Das ist durch die Reform in dieser Form entfallen. Seitdem ist nur noch das übergeordnete Klimaziel für ganz Deutschland entscheidend. Die Bundesregierung muss zudem erst dann nachsteuern, wenn sich über zwei aufeinanderfolgende Jahre abzeichnet, dass sie beim Klimaziel bis 2030 nicht auf Kurs ist.

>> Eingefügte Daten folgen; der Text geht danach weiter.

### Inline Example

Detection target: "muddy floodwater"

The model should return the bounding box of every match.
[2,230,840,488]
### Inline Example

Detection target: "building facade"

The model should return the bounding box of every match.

Klima braucht verbindliche Sektorenziele
Der SRU schreibt: „In denjenigen Sektoren, die regelmäßig ihre Sektorziele überschreiten, werden ohne verbindliche Sektorziele, ohne politischen Druck durch das verantwortliche Ressort und ohne drohendes Sofortprogramm weiter die Anreize reduziert, weitergehende Maßnahmen zu ergreifen.“ Sektoren, die Klimaziele ambitioniert verfolgen und erreichen, könnten es für ungerecht erachten, „wenn sie die Lasten anderer Sektoren tragen sollen“.
„Ohne klare Sektorziele und Ressortverantwortung gibt es im Kabinett keinen starken ‚Erfüllungsanreiz‘ mehr“, heißt es beim SRU. Das neue Nachsteuerungsprinzip mache eine Verschiebung des Klimaschutzes in die Zukunft wahrscheinlicher.
Das Gutachten gebe den Verfassungsbeschwerden „noch einmal deutlichen Rückenwind“, sagt Jürgen Resch, Chef der Deutschen Umwelthilfe. „Statt die Abschaffung der Sektorziele zu verteidigen und Verantwortung weiterhin zu verwässern, braucht es endlich eine Politik, die das Pariser Abkommen ernst nimmt und das CO₂-Budget als verbindliche Grenze begreift.“
Die Umwelthilfe ist eine der Umweltorganisationen, die im vergangenen Jahr Verfassungsbeschwerde gegen die Reform des Klimaschutzgesetzes eingereicht hatten, da sie das Grundrecht auf Leben und körperliche Unversehrtheit verletze.